This is the mail archive of the gcc-patches@gcc.gnu.org mailing list for the GCC project.


Index Nav: [Date Index] [Subject Index] [Author Index] [Thread Index]
Message Nav: [Date Prev] [Date Next] [Thread Prev] [Thread Next]
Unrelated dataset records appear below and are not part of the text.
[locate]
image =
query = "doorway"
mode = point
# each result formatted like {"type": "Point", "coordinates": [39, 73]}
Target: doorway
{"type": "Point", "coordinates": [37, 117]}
Re: fixincludes: replacement for machine_name fix


On Wed, Jan 19, 2000 at 09:38:59PM -0800, Zack Weinberg wrote:
> 
> Revised patch in a few minutes.

Here it is.  I managed to find the relevant change in libc's regex.c
and merge it.  That ten-line change cuts total time by a factor of
nine (4m30s -> 30s).  If you let it use alloca and compile it with
optimization, that's good for another factor of three, but neither is
practical - oh well.

I also cleaned up the Makefile a bit, it was repeating things on the
command lines.

zw

	* Makefile.in (fixinc.sh): Depend on specs.
	* fixinc/Makefile.in: Don't repeat stuff on the compiler
	command lines.  Add rule for machname.h.  Make fixlib.o depend
	on machname.h.

	* fixinc/fixlib.c (mn_get_regexps): New helper function.
	* fixinc/fixlib.c: Prototype it.
	* fixinc/fixtests.c (machine_name): New test.
	* fixinc/fixfixes.c (machine_name): New fix.
	* fixinc/inclhack.def (machine_name): Use new C test and fix.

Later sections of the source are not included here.